As I suggested on the socials, unlike some other similar releases, it's not one from which I left punching the air. I tried, I wanted to, but as a few reviewers have noted, it begins well yet eventually becomes an unsurprising, generic mess of sci-fi tropes of the kind I usually enjoy but somehow fails to resonate. Perhaps it's the deeply average, one-note villain. Perhaps it's the clichéd approach to the outback universe, where everywhere is a shithole planet full of miscreants. Could it be that in creating a story around a pretty much invincible character, it spends much of the runtime finding ingenious ways of physically de-skilling her when, much like Superman, she has enough mental scars to hold her back? Or is it the sense that we're watching a sub-par Guardians of the Galaxy featuring only Star-Lord?

I think the most damaging aspect, and this is where my analytical side takes over, is that after a while, Supergirl stops being the protagonist of her own movie and lacks agency in many of her scenes leading up to that point. The most obvious examples happen in the flashbacks, particularly the key moment when she lands on Earth and meets her cousin. She can't speak "standard" yet, but the whole scene is played from Clark's POV as he shambles about trying to make her feel welcome. Shouldn't we be seeing her perspective on suddenly being on a planet where she doesn't understand the language or what is happening in general? We shouldn't be able to understand what Superman is saying in these scenes; David Corenswet's dialogue should be gibberish.

However, it's the back half of the film when the structure really becomes unstuck. In the comic that inspired the project, Supergirl: Woman of Tomorrow, much of the story is told from the perspective of a new character, Ruthye Marye Knoll. This is repeated in this loose adaptation, where she fills the role you might find for a Doctor Who companion. On screen, she cuts a very Arya Stark figure, even if she only has one name on her list. Whereas the comic was part of a continuum of Supergirl stories in which stylistic shifts add depth, it's very odd that in Kara's screen debut, they've chosen to distance the audience from her for much of the second half while this other girl's struggles move to the forefront. Supergirl is lying in a cave, waiting for a different coloured sun to rise.
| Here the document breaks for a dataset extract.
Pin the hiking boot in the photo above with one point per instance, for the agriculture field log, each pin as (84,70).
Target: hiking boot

The biggest mistake for me is perhaps in the final shot of the film.  Apparently a reference to the Superman and Lois conversation in Superman (2025), which had the Justice Gang fighting a kaiju in the background, Kara sits opposite Clark and gives him the news that she's remaining on Earth for now, trying to make her home there.  Again, the scene is mostly played from her cousin's perspective and the final beat is Clark running off screen to deal with Krypto and it's he who has the final line.  It's admittedly very funny, because everything Krypto does is funny, but it's extremely odd that we don't then have a close-up of Kara relaxing into her new home, happy that she's completed her journey.  But it feels redolent of a film in which the title character's feelings aren't always at the forefront.